Court of Appeal rules on duty to take appropriate technical and organisational measures

February 26, 2026

The Court of Appeal recently issued its judgment in DSG Retail Ltd v The Information Commissioner [2026] EWCA Civ 140.  In summary, the ICO successfully appealed that DSG Retail Limited was required to have appropriate organisational and technical security measures even if data that is compromised is not identifiable by a cyber-attacker.

The court considered if the law required a data controller to guard against the risk that data which related to individuals who could be identified by the data controller would be subject to unauthorised or unlawful processing by a third party who could not identify those individuals. The law in force at the relevant time was the Data Protection Act 1998. The key provisions were section 4(4) and the seventh data protection principle (DPP7) contained in paragraph 7 of Schedule 1 Part I.

In 2017-2018 there was a cyber-attack on DSG’s systems. The attackers obtained millions of items of data by “scraping” transaction details as transactions were made, storing the data on DSG’s servers, and attempting to exfiltrate the scraped data. In some cases the attackers obtained the card number or “PAN”, the expiry date and the cardholder’s name. But most of the cards were protected by “chip-and-pin” or “EMV”. So, in those instances, the attackers only obtained the PAN and expiry date (the EMV data). They did not obtain the cardholders’ names or any information that would enable them to identify the cardholders.
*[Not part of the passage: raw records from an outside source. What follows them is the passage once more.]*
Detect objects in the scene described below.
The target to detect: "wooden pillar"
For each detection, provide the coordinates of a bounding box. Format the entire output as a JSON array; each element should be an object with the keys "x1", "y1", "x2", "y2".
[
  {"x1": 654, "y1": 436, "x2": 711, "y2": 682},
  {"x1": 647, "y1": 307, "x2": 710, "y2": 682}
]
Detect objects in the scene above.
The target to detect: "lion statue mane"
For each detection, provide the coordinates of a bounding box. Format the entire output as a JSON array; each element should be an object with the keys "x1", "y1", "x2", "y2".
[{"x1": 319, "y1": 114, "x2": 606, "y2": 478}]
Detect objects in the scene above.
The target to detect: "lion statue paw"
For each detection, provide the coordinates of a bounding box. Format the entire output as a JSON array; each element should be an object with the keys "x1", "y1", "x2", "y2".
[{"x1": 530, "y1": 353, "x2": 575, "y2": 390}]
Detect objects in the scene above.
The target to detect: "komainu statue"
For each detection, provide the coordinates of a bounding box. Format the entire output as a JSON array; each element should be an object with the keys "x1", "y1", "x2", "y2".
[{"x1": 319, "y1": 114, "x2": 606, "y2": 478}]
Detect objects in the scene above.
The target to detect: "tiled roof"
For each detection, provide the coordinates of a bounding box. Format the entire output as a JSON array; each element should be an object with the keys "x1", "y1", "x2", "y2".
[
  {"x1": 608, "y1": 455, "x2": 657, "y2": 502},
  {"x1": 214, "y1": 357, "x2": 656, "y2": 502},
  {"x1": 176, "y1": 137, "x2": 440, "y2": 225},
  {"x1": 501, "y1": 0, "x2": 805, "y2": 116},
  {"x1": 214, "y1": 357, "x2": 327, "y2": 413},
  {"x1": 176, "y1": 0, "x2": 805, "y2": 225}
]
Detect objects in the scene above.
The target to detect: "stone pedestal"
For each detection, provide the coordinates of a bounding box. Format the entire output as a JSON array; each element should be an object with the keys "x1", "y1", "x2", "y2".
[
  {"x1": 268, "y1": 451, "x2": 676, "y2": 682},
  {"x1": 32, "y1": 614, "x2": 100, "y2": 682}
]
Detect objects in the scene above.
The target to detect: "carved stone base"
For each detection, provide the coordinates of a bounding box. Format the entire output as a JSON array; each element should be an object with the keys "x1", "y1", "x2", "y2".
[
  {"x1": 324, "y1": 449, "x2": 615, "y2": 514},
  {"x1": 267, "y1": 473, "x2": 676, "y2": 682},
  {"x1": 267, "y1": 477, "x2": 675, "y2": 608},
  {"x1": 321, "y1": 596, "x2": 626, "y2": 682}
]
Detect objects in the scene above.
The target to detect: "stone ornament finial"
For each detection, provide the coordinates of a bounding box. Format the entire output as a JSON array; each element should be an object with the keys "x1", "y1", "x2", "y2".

The Information Commissioner found DSG in breach of DPP7 and served a monetary penalty notice. DSG appealed to the First-tier Tribunal, arguing that DPP7 did not require them to take appropriate organisational and technical security measures against third-party acquisition of the EMV data as this would not be “personal data” in the “hands” of the third parties. The appeal was dismissed but on a further appeal the Upper Tribunal accepted DSG’s arguments. It held that the question had to be analysed from the perspective of the third party. Viewed in that light, third-party acquisition of data was not “unauthorised or unlawful processing of personal data” if the data itself did not identify the individuals to whom they related and the third party had no other means of identifying those individuals. The Information Commissioner appealed.

The Court of Appeal’s decision

The Court of Appeal has unanimously allowed the appeal. It concluded that information is “personal data” if it falls within the statutory definition of that term. One of the statutory criteria, and the key criterion in this case, is that the individual to whom the information relates is identifiable to the data controller. The security duty requires any data controller of any such information to safeguard it – to the extent set out in the 1998 Act – against any unauthorised or unlawful processing (as well as against its accidental loss, destruction or damage), whether or not the person carrying out that processing (or causing the loss, destruction or damage) would be able to identify the individual(s) to whom the data relates. If the data is “personal” from the perspective of the data controller, it will be unnecessary to pose the further question of whether the information is personal data “in the hands of” or “from the perspective” of any other person. The Court took the view that the First Tier Tribunal reached the right conclusion and its reasoning was essentially correct. The Court of Appeal therefore allowed the appeal and remitted the matter to the First Tier Tribunal to be determined in accordance with the Court’s judgment.